- Born: October 23, 1923 Hamburg, Germany
- Died: April 25, 1993 (aged 69) Los Angeles, California, U.S.
- Occupation: Artist
- Spouse: Jennifer Howard ​(m. 1972)​

= John Ery Coleman =

American artist (1923–1993)

John Ery Coleman (October 28, 1923 – April 25, 1993) was an American artist active during the latter half of the twentieth century.

==Life and career==
John Ery Coleman was born in Hamburg, Germany, the younger of two sons raised by Nathaniel Ragsdale Coleman, Sr., and the former Frances Esders. His father was a tobacco merchant from Virginia who, after serving with the American Expeditionary Forces during World War I, set up a tobacco brokerage house in Hamburg. Coleman's mother was a London-born lyric soprano who later sang principal roles with the Dresden opera.

Coleman's brother, Nat, Jr., attended Rocklands Home School, a preparatory school in England not far from Hastings, and later the Abbotsholme School in rural Derbyshire along the Staffordshire border. Since the two brothers were less than a year apart in age, it is possible they were enrolled together.

Coleman's family attended the 1936 Summer Olympics in Berlin, and viewed Jesse Owens win his four gold medals. Coleman and his brother spent several summers in the United States in the late 1930s before leaving Europe for a final time on the eve of World War II. Coleman enlisted after a year's college as a private in the U.S. Army on April 3, 1943, at Fort Bragg, North Carolina.

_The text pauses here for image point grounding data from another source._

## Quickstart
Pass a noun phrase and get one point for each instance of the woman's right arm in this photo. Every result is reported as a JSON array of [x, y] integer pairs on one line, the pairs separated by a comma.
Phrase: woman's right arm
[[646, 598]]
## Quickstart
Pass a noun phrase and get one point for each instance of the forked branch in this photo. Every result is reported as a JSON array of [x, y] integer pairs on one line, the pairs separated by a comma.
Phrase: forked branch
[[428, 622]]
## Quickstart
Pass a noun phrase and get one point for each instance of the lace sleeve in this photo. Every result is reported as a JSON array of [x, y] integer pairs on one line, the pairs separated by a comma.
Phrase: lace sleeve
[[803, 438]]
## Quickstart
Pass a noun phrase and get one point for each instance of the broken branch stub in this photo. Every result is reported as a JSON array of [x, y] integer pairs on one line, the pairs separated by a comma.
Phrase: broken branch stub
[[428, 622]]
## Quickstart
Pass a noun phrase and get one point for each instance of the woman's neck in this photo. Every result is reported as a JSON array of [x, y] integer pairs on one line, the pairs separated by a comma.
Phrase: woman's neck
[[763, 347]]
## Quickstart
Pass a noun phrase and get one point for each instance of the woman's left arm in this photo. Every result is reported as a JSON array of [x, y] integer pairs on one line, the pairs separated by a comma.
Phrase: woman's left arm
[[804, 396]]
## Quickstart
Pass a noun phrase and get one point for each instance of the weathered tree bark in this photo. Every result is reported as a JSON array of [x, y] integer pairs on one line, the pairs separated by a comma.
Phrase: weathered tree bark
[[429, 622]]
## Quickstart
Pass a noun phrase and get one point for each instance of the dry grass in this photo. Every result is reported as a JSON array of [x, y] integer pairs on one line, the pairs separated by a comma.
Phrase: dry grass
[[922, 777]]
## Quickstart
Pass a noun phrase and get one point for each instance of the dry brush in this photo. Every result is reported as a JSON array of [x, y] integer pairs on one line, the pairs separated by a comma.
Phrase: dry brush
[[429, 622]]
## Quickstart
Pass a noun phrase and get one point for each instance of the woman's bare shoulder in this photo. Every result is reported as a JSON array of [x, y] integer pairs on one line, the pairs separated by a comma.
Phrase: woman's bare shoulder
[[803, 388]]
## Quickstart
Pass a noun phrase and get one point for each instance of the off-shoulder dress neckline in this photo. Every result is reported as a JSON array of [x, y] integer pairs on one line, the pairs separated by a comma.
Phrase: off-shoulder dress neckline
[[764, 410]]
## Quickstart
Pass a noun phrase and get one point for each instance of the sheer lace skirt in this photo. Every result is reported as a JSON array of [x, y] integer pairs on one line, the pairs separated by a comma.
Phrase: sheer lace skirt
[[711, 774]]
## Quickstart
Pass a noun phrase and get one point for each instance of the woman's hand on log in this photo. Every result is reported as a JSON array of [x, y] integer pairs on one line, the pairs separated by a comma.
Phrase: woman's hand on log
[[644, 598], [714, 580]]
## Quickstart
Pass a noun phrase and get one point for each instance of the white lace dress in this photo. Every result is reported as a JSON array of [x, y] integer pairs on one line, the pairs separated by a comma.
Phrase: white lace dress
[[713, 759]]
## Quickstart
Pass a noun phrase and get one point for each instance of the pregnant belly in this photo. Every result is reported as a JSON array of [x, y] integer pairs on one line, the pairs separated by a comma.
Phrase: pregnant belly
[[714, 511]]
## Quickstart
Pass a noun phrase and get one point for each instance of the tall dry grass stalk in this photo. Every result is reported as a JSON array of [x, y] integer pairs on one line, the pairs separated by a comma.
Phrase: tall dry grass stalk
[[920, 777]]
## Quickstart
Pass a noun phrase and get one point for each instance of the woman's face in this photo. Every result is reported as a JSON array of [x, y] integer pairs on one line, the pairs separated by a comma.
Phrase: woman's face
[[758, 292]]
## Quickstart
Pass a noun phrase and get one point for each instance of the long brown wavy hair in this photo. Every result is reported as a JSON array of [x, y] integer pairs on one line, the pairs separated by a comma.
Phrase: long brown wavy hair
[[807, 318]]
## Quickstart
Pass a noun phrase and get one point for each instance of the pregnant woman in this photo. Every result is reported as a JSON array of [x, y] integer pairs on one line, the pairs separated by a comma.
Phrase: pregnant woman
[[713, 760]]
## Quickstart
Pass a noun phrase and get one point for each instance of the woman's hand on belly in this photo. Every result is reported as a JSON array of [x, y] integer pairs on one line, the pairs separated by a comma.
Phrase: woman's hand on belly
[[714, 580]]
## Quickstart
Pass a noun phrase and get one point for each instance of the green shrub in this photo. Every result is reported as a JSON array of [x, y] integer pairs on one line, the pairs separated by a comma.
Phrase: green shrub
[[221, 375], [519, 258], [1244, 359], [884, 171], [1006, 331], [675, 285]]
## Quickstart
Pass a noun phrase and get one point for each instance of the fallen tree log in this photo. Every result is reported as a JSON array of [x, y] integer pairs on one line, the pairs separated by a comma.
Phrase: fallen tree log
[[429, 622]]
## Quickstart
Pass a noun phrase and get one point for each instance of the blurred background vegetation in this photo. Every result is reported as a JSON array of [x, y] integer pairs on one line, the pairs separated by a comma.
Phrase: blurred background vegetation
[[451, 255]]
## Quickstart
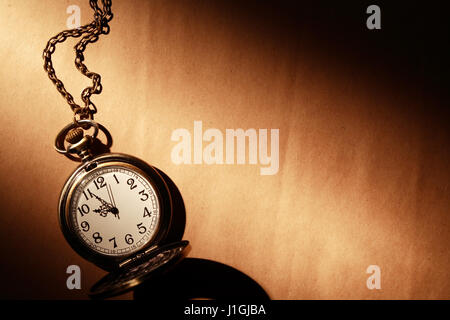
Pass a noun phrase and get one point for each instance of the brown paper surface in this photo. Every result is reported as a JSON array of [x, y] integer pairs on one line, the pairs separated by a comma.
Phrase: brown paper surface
[[363, 150]]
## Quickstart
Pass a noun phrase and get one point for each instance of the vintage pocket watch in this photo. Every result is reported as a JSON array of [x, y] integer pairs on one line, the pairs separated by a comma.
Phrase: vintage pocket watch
[[115, 210]]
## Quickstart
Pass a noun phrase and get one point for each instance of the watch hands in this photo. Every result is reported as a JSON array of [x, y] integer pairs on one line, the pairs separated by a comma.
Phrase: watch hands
[[114, 211], [105, 207]]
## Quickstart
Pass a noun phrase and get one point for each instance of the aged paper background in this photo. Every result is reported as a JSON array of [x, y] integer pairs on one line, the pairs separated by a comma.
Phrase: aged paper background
[[364, 159]]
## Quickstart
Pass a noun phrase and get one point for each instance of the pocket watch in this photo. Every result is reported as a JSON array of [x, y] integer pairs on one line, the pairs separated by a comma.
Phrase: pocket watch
[[115, 210]]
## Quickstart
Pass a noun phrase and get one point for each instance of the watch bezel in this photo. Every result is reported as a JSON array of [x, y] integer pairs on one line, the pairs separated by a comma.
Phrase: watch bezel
[[104, 261]]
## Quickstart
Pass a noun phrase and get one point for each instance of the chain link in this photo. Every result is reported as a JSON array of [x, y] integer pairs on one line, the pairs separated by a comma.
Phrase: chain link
[[90, 33]]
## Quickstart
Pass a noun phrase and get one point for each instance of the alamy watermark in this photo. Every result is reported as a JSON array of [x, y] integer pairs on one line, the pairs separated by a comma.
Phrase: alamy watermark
[[214, 147], [74, 280]]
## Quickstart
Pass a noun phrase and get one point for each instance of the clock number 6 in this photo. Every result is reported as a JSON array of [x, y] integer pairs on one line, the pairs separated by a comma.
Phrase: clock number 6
[[85, 226], [130, 182]]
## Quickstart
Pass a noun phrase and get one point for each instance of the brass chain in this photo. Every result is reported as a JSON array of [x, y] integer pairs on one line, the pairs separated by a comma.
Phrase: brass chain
[[91, 33]]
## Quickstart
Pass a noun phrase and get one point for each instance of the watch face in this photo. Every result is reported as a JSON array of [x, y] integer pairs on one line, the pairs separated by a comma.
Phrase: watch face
[[114, 210]]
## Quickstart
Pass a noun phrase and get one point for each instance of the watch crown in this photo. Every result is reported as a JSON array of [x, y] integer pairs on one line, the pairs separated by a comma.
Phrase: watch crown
[[74, 135]]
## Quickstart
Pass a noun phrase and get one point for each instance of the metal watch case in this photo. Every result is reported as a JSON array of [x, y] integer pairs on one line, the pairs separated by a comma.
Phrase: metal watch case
[[103, 261]]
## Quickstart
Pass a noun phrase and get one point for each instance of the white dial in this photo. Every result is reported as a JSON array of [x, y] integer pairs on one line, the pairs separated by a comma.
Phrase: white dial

After the war years, Coleman studied art in Mexico City under Professor Isidoro Ocampo and in Paris with Johnny Friedlaender. His works were shown in a number of group exhibitions and at solo exhibitions held at art studios in New York City; Los Angeles; Columbia, South Carolina; Knoxville, Tennessee; and Santa Monica, California.

Coleman married Jennifer Howard on July 28, 1972, in Los Angeles. Howard was a former actress, the daughter of Sidney Howard and Clare Eames, who later became a watercolor and acrylic artist. Both Coleman and Howard died in 1993.